Detect substantive code intent (trivial follow-ups skip retrieval).
Dedup the same query within 60 s.
Debounce the cross-file resolver (~1.5 s after the last write) so a 20-file refactor collapses to exactly one resolver run.
Run a one-shot git-delta ingest at session start to catch out-of-band edits (vim, IDE, git pull).
Record the session as an episode on idle / stop with the first user message + git diff as the patch.

Install via the top-level installer:

./scripts/install.sh --plugins=all                       # both, global
./scripts/install.sh --plugins=claudecode                # Claude Code only
./scripts/install.sh --plugins=opencode,claudecode       # both, csv form
./scripts/install.sh --plugins=all --plugins-scope=project   # ./.opencode and ./.claude

Or install a single plugin directly without re-running the backend installer:

./plugins/opencode/install.sh        # ~/.config/opencode/plugins/
./plugins/claude-code/install.sh     # ~/.claude/plugins/code-memory/

Restart your agent after install.

Inspect the stores

Store	UI
FalkorDB	http://localhost:3000 (graph browser, Cypher)
Qdrant	http://localhost:6333/dashboard
SQLite	`sqlite3 ./data/episodic.db`

Team sync — share memory across developers

A single dev's full ingest is expensive. The team-sync layer makes that work shareable so dev B inherits dev A's index without re-running ingest, then keeps the index in lockstep with the code as branches move.

How it works

┌─────────────────────────────┐
│  main branch (your code)    │
├─────────────────────────────┤
│  feat/x, feat/y, ...        │
├─────────────────────────────┤
│  codemem-snapshots (orphan) │ ← per-commit snapshots, content-addressed
│   ├─ snapshots/<sha>.cmsnap │
│   ├─ manifests/<sha>.json   │
│   └─ index.json             │
└─────────────────────────────┘

A snapshot is a tar.gz containing the full vectors + graph + state for a single git SHA, plus a manifest with embed_model, embed_dim, and a sha256 content digest. Snapshots live on an orphan git branch named codemem-snapshots — no external storage, no CI, just git push/git fetch.
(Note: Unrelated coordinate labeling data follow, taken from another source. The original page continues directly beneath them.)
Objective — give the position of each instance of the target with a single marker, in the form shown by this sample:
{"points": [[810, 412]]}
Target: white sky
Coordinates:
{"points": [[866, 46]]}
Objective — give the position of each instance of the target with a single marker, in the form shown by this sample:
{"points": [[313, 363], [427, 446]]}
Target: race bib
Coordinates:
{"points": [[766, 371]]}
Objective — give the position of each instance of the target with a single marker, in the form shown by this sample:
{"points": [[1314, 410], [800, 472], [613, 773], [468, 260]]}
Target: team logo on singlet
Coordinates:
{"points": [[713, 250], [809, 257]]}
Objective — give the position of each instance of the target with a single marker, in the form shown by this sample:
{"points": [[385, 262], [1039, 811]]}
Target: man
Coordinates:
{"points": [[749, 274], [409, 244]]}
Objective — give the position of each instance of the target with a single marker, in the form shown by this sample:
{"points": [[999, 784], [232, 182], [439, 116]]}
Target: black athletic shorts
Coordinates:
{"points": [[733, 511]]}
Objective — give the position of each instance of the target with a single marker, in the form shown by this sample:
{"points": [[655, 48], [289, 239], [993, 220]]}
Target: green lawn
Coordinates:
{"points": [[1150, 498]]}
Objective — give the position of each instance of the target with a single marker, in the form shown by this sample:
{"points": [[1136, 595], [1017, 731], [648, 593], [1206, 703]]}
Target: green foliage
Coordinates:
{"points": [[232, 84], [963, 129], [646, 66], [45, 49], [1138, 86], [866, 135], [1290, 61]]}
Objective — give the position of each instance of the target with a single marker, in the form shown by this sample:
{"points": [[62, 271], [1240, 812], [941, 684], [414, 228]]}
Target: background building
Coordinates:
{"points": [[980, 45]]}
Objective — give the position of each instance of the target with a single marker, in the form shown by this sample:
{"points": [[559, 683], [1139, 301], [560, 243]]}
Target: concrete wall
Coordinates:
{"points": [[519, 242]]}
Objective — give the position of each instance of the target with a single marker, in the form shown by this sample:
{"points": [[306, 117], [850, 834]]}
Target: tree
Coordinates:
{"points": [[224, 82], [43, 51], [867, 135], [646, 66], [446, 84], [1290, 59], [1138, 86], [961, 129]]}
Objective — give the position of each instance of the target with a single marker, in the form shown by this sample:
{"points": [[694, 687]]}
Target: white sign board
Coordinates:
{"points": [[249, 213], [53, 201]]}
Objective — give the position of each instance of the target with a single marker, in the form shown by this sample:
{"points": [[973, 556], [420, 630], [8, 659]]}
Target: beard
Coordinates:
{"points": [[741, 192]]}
Snapshots are content-addressed by the SHA they represent. Two devs publishing for the same SHA produce identical bytes (deterministic dump + canonical sort) so concurrent publishes converge instead of conflicting.

Trust guarantees

Property	Mechanism
Reproducible	snapshot keyed by `git SHA` + `embed_model`
Tamper-evident	`manifest.content_sha256` recomputed on every load
Model-drift safe	`verify_snapshot()` rejects mismatched `embed_model` / `dim`
Disaster recovery	any dev can re-publish; no single point of failure
Offline-safe	local incremental works without `git fetch`

Concrete workflow

Dev A merges to main, publishes a snapshot

# after merging PR
git checkout main && git pull
code-memory sync . --publish
# -> ingests latest main, then pushes <sha>.cmsnap to codemem-snapshots

Or one-shot:

code-memory snapshot publish .

Dev B clones fresh — instant memory, no ingest

git clone <repo> && cd <repo>
code-memory hooks install        # one-time setup; installs hooks + autostart
code-memory sync                 # pulls snapshot for HEAD, applies it

Output:

{ "action": "pull_snapshot", "head_sha": "abc123...", "snapshot_sha": "abc123..." }

No tree-sitter walk. No embedding calls. Index ready in seconds.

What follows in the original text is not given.